PKK, ‘Kürt’ kozu ile ülkeyi parçalamaya çalışıyor.

FETÖ, ‘mankurtlaştırılmış bürokratlar’ eli ile bölmeye çalışıyor.

DAEŞ ise sözde fanatik dinci anlayış ile ülke yönetiminin elini zayıflatmaya çalışıyor.

Üçü de CİA’nın Ortadoğu ofisine bağlı çalışıyor.

PKK’ya hizmet edenler ‘Sözde Kürt Devleti’ kurma hevesi ile kandırılıyor.

FETÖ’ye hizmet edenler ılıman İslamcı anlayışını ülkeye yaymak ümidi ile kandırılıyor.

DAEŞ’e hizmet edenler İslam şeriatı ile yönetilen bir devlet kurma hedefi ile kandırılıyor.

Şimdi diyeceksiniz ki bu örgütlere hizmet edenlerin aklı yok mi, neden kanıyorlar?

Kanıyorlar çünkü bu toplum mühendisliği projesini üretenler çok profesyonel.

Sonra bunlarda insanları kandırmak için her tür imkan var.

Para var, silah var, makam-mevki promosyonları var…

Ne zaman ki, ülkemizde tüm bu oyunların deşifre edildiği, insanların optimal zeminde buluştuğu, topyekûn barış imkanının oluştuğu bir dönem başlarsa, bilinemeyen bir güç sabote ediyor.

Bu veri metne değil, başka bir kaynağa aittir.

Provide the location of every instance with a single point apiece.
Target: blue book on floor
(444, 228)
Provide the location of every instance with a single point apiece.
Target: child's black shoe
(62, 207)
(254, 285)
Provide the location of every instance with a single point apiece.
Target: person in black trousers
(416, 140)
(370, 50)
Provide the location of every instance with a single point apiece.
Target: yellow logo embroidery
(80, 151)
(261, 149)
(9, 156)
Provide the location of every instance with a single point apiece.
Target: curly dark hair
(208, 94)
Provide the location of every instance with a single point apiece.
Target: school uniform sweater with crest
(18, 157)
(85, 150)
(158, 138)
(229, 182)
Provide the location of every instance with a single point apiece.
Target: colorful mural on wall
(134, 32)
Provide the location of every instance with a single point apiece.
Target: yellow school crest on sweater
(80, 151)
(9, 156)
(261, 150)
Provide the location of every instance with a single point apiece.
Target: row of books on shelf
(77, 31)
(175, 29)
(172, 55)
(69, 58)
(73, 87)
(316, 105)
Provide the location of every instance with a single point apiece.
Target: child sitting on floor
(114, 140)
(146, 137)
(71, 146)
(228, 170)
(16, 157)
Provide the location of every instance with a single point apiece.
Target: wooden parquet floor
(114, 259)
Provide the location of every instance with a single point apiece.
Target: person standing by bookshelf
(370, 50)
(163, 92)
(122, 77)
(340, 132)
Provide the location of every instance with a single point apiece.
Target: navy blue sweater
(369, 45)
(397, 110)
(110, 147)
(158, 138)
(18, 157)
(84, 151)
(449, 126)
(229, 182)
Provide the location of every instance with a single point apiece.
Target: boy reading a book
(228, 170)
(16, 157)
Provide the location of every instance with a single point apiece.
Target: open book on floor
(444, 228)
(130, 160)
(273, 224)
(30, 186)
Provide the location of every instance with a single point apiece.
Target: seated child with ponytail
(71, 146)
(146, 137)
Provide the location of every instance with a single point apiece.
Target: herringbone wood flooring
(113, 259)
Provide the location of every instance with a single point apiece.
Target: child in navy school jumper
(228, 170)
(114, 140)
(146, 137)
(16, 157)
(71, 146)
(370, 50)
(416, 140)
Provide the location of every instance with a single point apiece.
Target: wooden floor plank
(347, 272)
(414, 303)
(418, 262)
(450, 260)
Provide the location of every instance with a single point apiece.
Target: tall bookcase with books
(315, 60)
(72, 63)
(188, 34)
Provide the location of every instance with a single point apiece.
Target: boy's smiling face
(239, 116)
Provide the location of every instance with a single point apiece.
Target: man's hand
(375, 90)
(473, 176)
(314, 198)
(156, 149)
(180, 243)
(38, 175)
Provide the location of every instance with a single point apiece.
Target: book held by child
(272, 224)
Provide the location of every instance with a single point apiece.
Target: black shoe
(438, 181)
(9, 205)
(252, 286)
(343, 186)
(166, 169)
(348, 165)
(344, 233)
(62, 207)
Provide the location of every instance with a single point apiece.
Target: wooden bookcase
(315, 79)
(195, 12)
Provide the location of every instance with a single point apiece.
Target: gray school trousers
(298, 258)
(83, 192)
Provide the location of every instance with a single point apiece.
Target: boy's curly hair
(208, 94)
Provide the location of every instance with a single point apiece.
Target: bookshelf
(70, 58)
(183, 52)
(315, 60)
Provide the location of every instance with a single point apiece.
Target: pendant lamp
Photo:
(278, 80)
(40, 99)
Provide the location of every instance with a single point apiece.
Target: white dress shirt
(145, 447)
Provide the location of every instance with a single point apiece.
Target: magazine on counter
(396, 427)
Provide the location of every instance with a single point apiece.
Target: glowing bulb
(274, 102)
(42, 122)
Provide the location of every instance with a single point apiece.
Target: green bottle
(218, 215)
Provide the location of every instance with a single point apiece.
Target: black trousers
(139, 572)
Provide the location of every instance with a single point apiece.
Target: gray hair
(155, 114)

Devlet, Devlet Bahçeli eli ile yeni bir barış hamlesinde bulundu.

Devlet Bahçeli’nin attığı zarfa kimin geleceği merak ediliyordu.

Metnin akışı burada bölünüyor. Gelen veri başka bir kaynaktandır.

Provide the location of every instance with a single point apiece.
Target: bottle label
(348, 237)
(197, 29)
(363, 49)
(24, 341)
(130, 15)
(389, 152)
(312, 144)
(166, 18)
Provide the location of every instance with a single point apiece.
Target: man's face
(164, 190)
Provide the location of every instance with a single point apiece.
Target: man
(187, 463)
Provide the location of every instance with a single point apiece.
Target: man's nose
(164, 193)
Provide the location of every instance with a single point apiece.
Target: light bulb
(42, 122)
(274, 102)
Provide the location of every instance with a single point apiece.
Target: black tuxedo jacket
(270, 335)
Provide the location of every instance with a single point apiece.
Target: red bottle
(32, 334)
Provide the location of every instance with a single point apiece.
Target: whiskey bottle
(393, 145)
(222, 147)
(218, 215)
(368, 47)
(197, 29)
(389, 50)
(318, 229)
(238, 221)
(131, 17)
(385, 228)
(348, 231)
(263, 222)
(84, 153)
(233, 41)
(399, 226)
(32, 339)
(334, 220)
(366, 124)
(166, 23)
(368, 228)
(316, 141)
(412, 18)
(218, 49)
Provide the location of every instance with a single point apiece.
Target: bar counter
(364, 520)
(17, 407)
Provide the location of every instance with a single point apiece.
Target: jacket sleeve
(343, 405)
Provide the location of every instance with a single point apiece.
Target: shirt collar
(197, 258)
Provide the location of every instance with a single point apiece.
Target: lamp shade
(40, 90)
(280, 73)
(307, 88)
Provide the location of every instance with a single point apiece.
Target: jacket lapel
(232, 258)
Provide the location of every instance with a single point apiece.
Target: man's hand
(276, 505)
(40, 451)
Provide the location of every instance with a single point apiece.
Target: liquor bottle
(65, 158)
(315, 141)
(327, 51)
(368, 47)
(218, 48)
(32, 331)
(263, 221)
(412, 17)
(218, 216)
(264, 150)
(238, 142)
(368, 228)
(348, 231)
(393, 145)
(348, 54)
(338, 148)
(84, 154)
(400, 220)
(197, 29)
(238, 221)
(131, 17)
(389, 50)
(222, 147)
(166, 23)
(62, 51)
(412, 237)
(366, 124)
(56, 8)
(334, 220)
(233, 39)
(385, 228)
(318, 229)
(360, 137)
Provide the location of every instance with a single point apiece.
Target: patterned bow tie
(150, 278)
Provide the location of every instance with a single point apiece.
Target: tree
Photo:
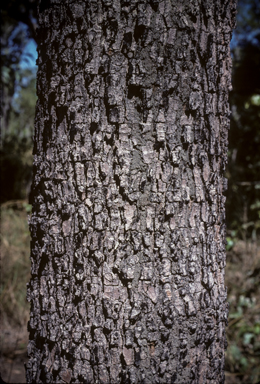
(128, 221)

İşte tam da bu aşamada saldırı gerçekleştirildi.

Bu bir gün içerisinde planlanan bir saldırı mıydı?

Bazıları böyle bir saldırının bir günde planlanmayacağını savunuyor.

Yok, öyle değil. Malum gücün bu tür durumlarda elinde hazır bulunduğu birçok projesi var. Günler veya aylar öncesinde planlanmış olabilir. Vakti saati beklendi. Cumhurbaşkanı’nın Putin ile yapacağı görüşme öncesi için planlanmış olma ihtimali yüksek. Çünkü Erdoğan’ın bu ziyaretinde dünya eksenini değiştirecek BRİCS’e üyelik gündemi vardı. Belki de; Devletin, Bahçeli eli ile başlattığı hamle hiç yoktan denk geldi. Böylece planlayıcılar bir taşla iki kuş vurmuş oldu.

Türkiye’de bir kesim ‘bebek katili serbest mi bırakılacak, şehitlerin kemikleri sızlar’ diye sert tepki gösterirken…

Diğer bir kesim, beklenmeyen bir kişiden, parti politikasına ve şahsi düşüncelerine yüzde yüz ters yapılan teklifin ne anlama geldiğini anlamaya çalışırken…

Tüm terör örgütlerinin ipini elinde tutan güç Türkiye’nin ne yapmak istediğini çok çabuk anladı.

Bir tür istihbarat savaşı.

Her ne kadar savaşlar cephede kazanılsa da kazanmaya giden yol güçlü istihbarattan geçer.

ABD diyor ki, “kafanıza göre barış zemini oluşturmaya çalışamazsınız, kafanıza göre saf değiştirip BRİCS gibi benim küresel aktörlüğümü tehlikeye düşürecek rotalar çizemezsiniz. Oturun oturduğunuz yerde. Ayağa kalkmayın. Size kalk dersem kalkın, otur dersem oturun.”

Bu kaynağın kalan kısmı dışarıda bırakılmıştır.